Dynamicznie do przodu mimo ograniczeń

Podkarpackie samorządy nie należą do zbyt bogatych. Tym większą sztuką jest ich zrównoważony rozwój.

Aktualizacja: 18.12.2017 15:28 Publikacja: 17.12.2017 23:01

Rzeszów

Rzeszów

Foto: Fotorzepa/Łukasz Solski

W Rankingu Samorządów wyróżniamy te miasta i gminy, które potrafią w oparciu o stabilne finanse efektywnie wspierać lokalną społeczność i przedsiębiorczość.
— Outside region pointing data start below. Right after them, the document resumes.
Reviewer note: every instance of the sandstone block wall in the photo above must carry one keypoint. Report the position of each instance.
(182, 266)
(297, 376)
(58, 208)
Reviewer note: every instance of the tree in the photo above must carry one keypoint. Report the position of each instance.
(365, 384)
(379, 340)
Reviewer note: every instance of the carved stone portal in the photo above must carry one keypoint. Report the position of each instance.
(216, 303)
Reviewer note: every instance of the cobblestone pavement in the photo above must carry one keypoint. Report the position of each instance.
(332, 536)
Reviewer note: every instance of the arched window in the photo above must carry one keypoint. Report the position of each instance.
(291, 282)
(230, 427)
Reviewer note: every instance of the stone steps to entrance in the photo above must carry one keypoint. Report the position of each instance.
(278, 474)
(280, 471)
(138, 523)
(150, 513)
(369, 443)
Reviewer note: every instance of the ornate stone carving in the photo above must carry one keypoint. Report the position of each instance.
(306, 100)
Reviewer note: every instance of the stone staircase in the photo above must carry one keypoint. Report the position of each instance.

Podkarpacie samorządy zdają się bardzo dobrze wpisywać w te zasady. W tegorocznej edycji naszego rankingu znalazło się aż 17 miast i gmin z tego województwa. Wśród miast na prawach powiatu stolica regionu Rzeszów zajęła 10. miejsce, a Krosno – 11. Wśród gmina miejskich i miejsko-wiejskich Boguchwała zajęła 1. pozycję w kraju, a Kolbuszowa – 11. Z kolei wśród gmin wiejskich najlepiej wypadła gmina Niwiska z 8. miejscem w Polsce, a także Dębica – 11. miejsce.

By starczyło na wiele

Co ciekawe, dobre wyniki podkarpackim samorządom udaje się osiągać pomimo niezbyt wysokich dochodów. Wpływy do budżetu sporej części laureatów naszego rankingu nie przekraczają 4 tys. zł na jednego mieszkańca, tymczasem średnia w Polsce to 4,58 tys zł. W województwie nie działa bowiem zbyt wiele dużych firm, która nakręcałyby lokalną gospodarkę na tyle mocno, by dynamicznie rosły i wynagrodzenia mieszkańców, i dochody samorządów. Mimo to lokalnym władzom udaje się dosyć efektywnie dzielić to, co mają, tak, by starczyło na wszystko.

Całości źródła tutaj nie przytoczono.